Botnet Bust
SpyEye Malware Mastermind Pleads Guilty
Today, Russian national Aleksandr Andreevich Panin pled guilty in an Atlanta federal courtroom to a conspiracy charge associated with his role as the primary developer and distributor of malware—called SpyEye—created specifically to facilitate online theft from financial institutions, many of them in the U.S.
SpyEye infected more than 1.4 million computers—many located in the U.S.—obtaining victims’ financial and personally identifiable information stored on those computers and using it to transfer money out of victims’ bank accounts and into accounts controlled by criminals.
Ultimately, though, Panin sold his malware online to the wrong customer—an undercover FBI employee. And after an investigation involving international law enforcement partners as well as private sector partners, a dangerous cyber threat was neutralized.

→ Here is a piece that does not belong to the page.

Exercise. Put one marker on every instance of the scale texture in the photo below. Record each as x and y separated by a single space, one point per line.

How the conspiracy operated. From 2009 to 2011, Panin conspired with others, including co-defendant Hamza Bendelladj (charged and extradited to the U.S. last year), to advertise and develop various versions of SpyEye in online criminal forums. One ad described the malware as a “bank Trojan with form grabbing possibility,” meaning it was designed to steal bank information from a web browser while a user was conducting online banking. Another ad said that the malware included a “cc grabber,” which scans stolen victim data for credit card information.

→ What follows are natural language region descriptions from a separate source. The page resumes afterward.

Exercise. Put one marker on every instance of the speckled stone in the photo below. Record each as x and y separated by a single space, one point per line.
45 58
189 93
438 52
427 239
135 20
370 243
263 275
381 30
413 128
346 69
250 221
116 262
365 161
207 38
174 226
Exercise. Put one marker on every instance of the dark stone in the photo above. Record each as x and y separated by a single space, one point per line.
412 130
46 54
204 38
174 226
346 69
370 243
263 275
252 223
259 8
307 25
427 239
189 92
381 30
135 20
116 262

Panin sold the SpyEye malware to more than 150 “clients” who paid anywhere from $1,000 to $8,500 for various versions of it. Once in their hands, these cyber criminals used the malware for their own nefarious purposes—infecting victim computers and creating botnets (armies of hijacked computers) that collected large amounts of financial and personal information and sent it back to servers under the control of the criminals. They were then able to hack into bank accounts, withdraw stolen funds, create bogus credit cards, etc.
In February 2011, a search warrant allowed the FBI to seize a key SpyEye server located in Georgia. It was several months after that when the FBI bought SpyEye online from Panin—which turned out to be very incriminating because that particular version contained the full suite of features designed to steal confidential financial information, make fraudulent online banking transactions, install keystroke loggers, and initiate distributed denial of service (DDoS) attacks from computers infected with malware.

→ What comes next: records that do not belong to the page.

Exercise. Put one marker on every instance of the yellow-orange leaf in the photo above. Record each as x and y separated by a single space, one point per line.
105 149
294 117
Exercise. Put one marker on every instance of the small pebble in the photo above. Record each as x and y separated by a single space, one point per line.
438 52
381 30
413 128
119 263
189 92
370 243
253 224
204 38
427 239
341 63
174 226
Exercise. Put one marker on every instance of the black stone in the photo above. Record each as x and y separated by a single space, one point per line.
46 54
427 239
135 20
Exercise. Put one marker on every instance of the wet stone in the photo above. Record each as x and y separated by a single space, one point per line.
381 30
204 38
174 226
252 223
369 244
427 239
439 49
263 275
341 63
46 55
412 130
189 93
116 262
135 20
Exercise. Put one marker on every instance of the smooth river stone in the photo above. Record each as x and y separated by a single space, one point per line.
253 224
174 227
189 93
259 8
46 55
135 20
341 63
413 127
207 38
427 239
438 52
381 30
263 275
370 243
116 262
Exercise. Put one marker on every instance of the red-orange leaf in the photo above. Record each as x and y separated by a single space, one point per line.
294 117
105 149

Panin was arrested in July 2013 while he was flying through Hartsfield-Jackson Atlanta International Airport.
The investigation into the SpyEye malware is just one initiative worked under Operation Clean Slate, a broad public/private effort recently undertaken to eliminate the most significant botnets affecting U.S. interests by targeting the criminal coders who create them and other key individuals who provide their criminal services to anyone who’ll pay for them. Much like the FBI’s other investigative priorities where we focus on taking down the leaders of a criminal enterprise or terrorist organization, under Clean Slate we’re going after the major cyber players who make botnets possible.
And FBI Executive Assistant Director Rick McFeely warns potential hackers: “The next person you peddle your malware to could be an FBI undercover employee...so regardless of where you live, we will use all the tools in our toolbox—including undercover operations and extraditions—to hold cyber criminals accountable for profiting illicitly from U.S. computer users.”